Elena Conti, Nicholas P. Franks, Peter Brick

Structure, Vol. 4, Issue 3 (Mar. 15, 1996), pp. 287, 298

Bottom line for the project: This is the foundational citation for the structural framework that every computational and engineering decision in the project rests on, even when the project is using more recent structures (3RIX for DMS, AlphaFold predictions for variant analysis, ProteinMPNN for inverse folding).

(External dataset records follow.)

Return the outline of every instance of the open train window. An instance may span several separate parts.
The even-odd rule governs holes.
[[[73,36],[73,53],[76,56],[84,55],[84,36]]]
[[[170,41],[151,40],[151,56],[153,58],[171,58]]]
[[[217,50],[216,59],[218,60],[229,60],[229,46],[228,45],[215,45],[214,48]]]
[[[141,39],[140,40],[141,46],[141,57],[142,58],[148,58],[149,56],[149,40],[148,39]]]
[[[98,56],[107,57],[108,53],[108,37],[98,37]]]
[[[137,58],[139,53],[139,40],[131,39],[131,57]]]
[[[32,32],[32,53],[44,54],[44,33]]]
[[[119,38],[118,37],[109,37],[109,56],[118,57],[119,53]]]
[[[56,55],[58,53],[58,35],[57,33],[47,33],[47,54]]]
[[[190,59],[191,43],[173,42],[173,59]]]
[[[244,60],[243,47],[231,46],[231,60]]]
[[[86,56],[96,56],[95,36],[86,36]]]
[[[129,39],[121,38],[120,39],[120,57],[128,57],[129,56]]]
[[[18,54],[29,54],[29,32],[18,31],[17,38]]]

The two-domain architecture explains why mutations distant from the active site can have outsized catalytic effects, they alter domain-closure dynamics rather than direct substrate contacts, and explains why the active-site divergence reported in Watkins 2018 (Arachnocampa luciferase has rebuilt the luciferin-binding pocket but kept the ATP-binding pocket and the conserved adenylation-half lysine) maps cleanly onto the bipartite logic of this structure: adenylation chemistry is conserved across the superfamily because the N-terminal domain is conserved; substrate identity is rebuildable because the C-terminal domain and the cleft surface are evolutionarily plastic. Cite Conti 1996 alongside Nakatsu 2006 and Gulick 2009 wherever the structural rationale for any luciferase engineering decision is being made, the apo structure here, the closed substrate-bound structures from Nakatsu, and the conformational-dynamics review from Gulick are the canonical three-paper structural foundation. For TU1 specifically, this paper is what tells you that the SKL peroxisomal targeting tag at the C-terminus is unlikely to perturb the active site: the C-terminal domain's last residues sit on the surface of the small domain, distant from the cleft, and adding three residues there has not measurably affected luciferase activity in any of the published studies that used C-terminally tagged luciferase variants.